Gabon : rupture de médicaments, Oligui Nguema impose des mesures immédiates
L’accès aux soins pharmaceutiques est un indicateur clé de la performance sanitaire. Au Gabon, le président Brice Clotaire Oligui Nguema a fait de cette question une urgence nationale en recevant lundi la ministre de la Santé, Elza Nkana Ayo épouse Bivigou, et les responsables de l’Office Pharmaceutique National. Son message est clair : la disponibilité des produits de santé ne doit plus dépendre des aléas logistiques ou des défaillances organisationnelles.
Cette réunion de haut niveau intervient alors que plusieurs structures sanitaires du pays connaissent des tensions d’approvisionnement. Dispensaires, centres de santé et hôpitaux sont les premiers points de contact avec l’État. Quand un médicament essentiel vient à manquer, c’est la crédibilité du système de santé tout entier qui est remise en cause.
Une volonté présidentielle pour une urgence sanitaire
Lors des échanges, le chef de l’État a exigé des mesures immédiates pour garantir un approvisionnement régulier en médicaments sur tout le territoire. Cette décision reflète une prise de conscience stratégique : dans un pays où les contraintes géographiques compliquent la distribution pharmaceutique, la maîtrise de la chaîne logistique devient un enjeu de souveraineté sanitaire.
L’instruction donnée à la ministre et à l’Office Pharmaceutique National ne se limite pas à la gestion des stocks. Elle vise à renforcer les circuits de distribution, anticiper les besoins des établissements de santé et prévenir durablement les ruptures. Cette approche préventive marque un tournant : souvent traitées dans l’urgence, les pénuries de médicaments doivent désormais être anticipées et planifiées.
Cette exigence présidentielle s’inscrit dans une vision plus large de modernisation du service public. L’accès aux médicaments n’est pas qu’une question sanitaire ; il touche à la stabilité sociale, à la confiance des citoyens envers les institutions et à la capacité de l’État à remplir ses missions fondamentales.

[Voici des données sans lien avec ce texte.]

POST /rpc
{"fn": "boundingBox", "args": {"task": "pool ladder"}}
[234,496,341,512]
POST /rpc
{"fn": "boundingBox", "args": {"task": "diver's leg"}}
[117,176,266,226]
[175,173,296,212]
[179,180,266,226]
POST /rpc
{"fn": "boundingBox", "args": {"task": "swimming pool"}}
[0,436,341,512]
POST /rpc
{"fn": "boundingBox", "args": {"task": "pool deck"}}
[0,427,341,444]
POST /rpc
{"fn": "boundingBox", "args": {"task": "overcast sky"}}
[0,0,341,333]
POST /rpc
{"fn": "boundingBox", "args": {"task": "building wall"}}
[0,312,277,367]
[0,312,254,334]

La digitalisation au service des patients
L’autre volet important de cette audience concerne la transformation numérique du système de santé. Le président a réaffirmé sa volonté d’accélérer la numérisation des établissements sanitaires, une réforme déjà engagée avec l’interconnexion des principales structures du Grand Libreville et des Centres hospitaliers régionaux.
Cette modernisation répond à plusieurs objectifs : améliorer la gestion des médicaments grâce à une traçabilité accrue des stocks et une remontée instantanée des besoins, renforcer la coordination des soins entre établissements, et faciliter le partage sécurisé des données médicales pour une meilleure prise en charge des patients.
Dans les systèmes de santé les plus performants, le numérique est devenu un outil essentiel d’efficacité. Il permet de réduire les délais, limiter les pertes de produits, mieux planifier les approvisionnements et optimiser les ressources. Pour le Gabon, cette transition représente une opportunité majeure pour franchir un cap dans la modernisation de l’offre de soins.
Un test décisif pour la réforme sanitaire
L’audience accordée par le chef de l’État traduit une volonté politique forte de placer la santé au cœur des priorités nationales. Elle intervient à un moment où les populations attendent des résultats concrets, visibles et rapides.
L’enjeu dépasse la seule question pharmaceutique. Il s’agit de bâtir un système de santé capable de répondre aux besoins croissants des citoyens tout en s’adaptant aux standards internationaux. L’approvisionnement en médicaments constitue le premier maillon de cette ambition. Sans lui, aucune réforme hospitalière, modernisation des infrastructures ou politique de prévention ne peut pleinement porter ses fruits.
En exigeant des réponses immédiates et en accélérant la digitalisation du secteur, Brice Clotaire Oligui Nguema place désormais les acteurs de la santé devant leurs responsabilités. Le défi est considérable, mais l’objectif est clair : faire en sorte qu’aucun Gabonais ne se retrouve sans traitement essentiel en se rendant dans un établissement sanitaire.
Dans cette bataille pour la qualité des soins, la disponibilité des médicaments devient plus qu’une question logistique. Elle symbolise la capacité de l’État à protéger efficacement sa population et à construire un système de santé moderne, performant et centré sur le patient.